Vordergründig geht es in diesem Aufsatz um die Lehrerpersönlichkeit, die - so meine These - angesichts hoher politischer Anforderungen an einen interkulturellen Unterricht auf das "Spaßprinzip" ausweicht. An drei Beispielen wird erläutert, wann es auch Lehrer/innen Freude bereiten kann, multikulturell zu unterrichten. Ich formuliere hier schon das Ziel der Multikulturellen Musikerziehung (siehe 2002!), ohne hier schon diesen Begiff einzuführen: "Der Unterricht qualifiziert die Schülerinnen und Schüler für ein erfolgreiches Leben in der multikulturellen deutschen Gesellschaft. Der Unterricht entwickelt die Fähigkeit, mit der real existierenden Musikvielfalt selbstbestimmt und selbstbewußt umzugehen und eine konsistente 'multikulturelle Identität' zu konstruieren."

Wolfgang Martin Stroh: Multikulti und die interkulturelle Musikerziehung (2002)

Dies ist der Leitartikel für das AfS-Magazin zum Berliner AfS-Kongress 2002, der das Motto „Musikkulturen - fremd und vertraut" hatte. Vorausgegangen war ein Referat, das ich bei der Kongressplanung gehalten habe. Ich umreiße hier das, was heute als Multikulturelle Musikerziehung bezeichnet wird: die multikulturelle Handlungskompetenz von Lehrer/Innen und von Schüler/innen. Zudem formuliere ich jetzt explizit das "Duo", das Merkt 2001 (siehe oben) angesprochen hat, in dem ich als Inhalte der Interkulturellen Musikerziehung angebe: die wirkliche Musikkultur der Bundesrepublik Deutschland,die wirklichen Musikkulturen der Welt sowie die Erscheinungsweisen der Musik der Welt in der Bundesrepublik. Das Attribut "wirklich" soll andeuten, dass die überwiegenden Inhalte der Interkulturelle Musikerziehung nicht "wirklich" sondern eine pädagogische Konstruktion sind.

Hans Jünger: Prinzipiell interkulturell. Plädoyer für einen kulturübergreifenden Musikunterricht (2003)

Der Titel sagte eigentlich schon alles! Jünger wendet sich dagegen, dass die Musiken der Welt in einem speziellen Bereich ghettoisiert werden. Er versteht den Musikunterricht entlang von drei Dimensionen "multikulturell": erstens "Migrationshintergrund der Schüler*innen", zweitens der Gegenrationenunterschied Lehrer*in/Schüler*in und drittens die Ausdifferenzierung der Jugendlichen entlang musikalischer "Szenen". Seine Vorstellung ist, dass der Musikunterricht Inhalte wie z.B. "Musiktheorie" grundsätzlich entlang Beispielen aus den Musiken der Welt vornehmen sollte.
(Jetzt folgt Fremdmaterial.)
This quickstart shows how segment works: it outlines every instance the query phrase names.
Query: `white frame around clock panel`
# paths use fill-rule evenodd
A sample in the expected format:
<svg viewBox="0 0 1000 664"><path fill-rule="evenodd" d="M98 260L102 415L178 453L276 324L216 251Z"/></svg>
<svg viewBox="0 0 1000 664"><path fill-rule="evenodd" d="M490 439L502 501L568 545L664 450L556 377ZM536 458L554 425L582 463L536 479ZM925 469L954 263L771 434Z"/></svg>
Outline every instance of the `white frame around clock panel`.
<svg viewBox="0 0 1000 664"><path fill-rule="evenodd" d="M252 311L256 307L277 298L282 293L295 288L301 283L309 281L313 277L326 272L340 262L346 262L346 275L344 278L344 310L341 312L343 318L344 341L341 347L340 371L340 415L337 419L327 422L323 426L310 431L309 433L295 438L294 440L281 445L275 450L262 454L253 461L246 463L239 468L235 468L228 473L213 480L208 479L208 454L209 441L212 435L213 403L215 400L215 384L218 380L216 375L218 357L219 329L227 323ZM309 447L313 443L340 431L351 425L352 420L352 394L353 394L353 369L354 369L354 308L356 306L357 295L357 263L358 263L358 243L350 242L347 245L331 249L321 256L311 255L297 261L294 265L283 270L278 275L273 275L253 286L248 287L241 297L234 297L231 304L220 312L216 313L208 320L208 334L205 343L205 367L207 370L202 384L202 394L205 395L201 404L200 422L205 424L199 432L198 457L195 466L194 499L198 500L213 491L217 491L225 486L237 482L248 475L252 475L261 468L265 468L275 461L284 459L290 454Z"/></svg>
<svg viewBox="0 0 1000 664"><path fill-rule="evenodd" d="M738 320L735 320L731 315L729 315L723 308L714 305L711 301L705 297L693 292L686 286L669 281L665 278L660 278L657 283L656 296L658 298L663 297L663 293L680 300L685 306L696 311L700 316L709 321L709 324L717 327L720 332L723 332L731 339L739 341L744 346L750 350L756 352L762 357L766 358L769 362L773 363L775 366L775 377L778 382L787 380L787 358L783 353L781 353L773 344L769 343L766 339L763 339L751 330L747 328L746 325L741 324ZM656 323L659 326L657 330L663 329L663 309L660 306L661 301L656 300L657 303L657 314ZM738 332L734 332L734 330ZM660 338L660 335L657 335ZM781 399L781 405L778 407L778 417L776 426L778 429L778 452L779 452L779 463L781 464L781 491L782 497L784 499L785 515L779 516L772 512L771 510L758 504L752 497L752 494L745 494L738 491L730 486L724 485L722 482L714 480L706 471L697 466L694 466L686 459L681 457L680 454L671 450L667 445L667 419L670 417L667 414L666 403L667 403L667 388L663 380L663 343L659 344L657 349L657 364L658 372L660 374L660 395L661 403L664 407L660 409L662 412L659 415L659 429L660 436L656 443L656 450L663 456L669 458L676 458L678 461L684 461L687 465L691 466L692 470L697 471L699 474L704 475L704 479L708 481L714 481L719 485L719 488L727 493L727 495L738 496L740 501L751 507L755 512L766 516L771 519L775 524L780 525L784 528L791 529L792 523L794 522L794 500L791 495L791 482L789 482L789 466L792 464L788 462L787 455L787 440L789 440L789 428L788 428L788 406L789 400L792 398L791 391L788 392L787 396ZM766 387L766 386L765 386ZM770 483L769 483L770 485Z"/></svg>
Tobias Hömberg: Idealität 'Interkulturalität'. Zu Anspruch, Argumentation und Ausgestaltung eines prinzipiell interkulturellen Musikunterrichts (2023)

Hömberg setzt sich 20 Jahre nach Veröffentlichung des Aufsatzes von Hans Jünger erneut mit dessen Argumentation auseinander. Nach wie vor relevant seien die Ziele "Verständnis" und "Toleranz". Die eher objekt-orientierte Betrachtungsweise sollte aber durch eine weitgehend subjektorientierte ersetzt werden: statt Orientierung an "der Musik" die an "den Menschen".

Wolfgang Martin Stroh: Musik der einen Welt im Unterricht (2005)

Dies ist der Beitrag zur Interkulturellen Musikerziehung in der von Werner Jank herausgegebenen "MusikDidakti. Ein Handbuch". Die Titel-Formulierung stammt von Werner Jank und lehnt sich an "Eine-Welt-Laden" und dgl. an. Der Artikel ist erst für die 8. Auflage zusammen mit Dorothee Barth vollkommen neu formuliert worden. Immerhin ist dieser kurze Handbuchabschnitt die offizielle Geburtsstunde des "erweiterten Schnittstellenansatzes".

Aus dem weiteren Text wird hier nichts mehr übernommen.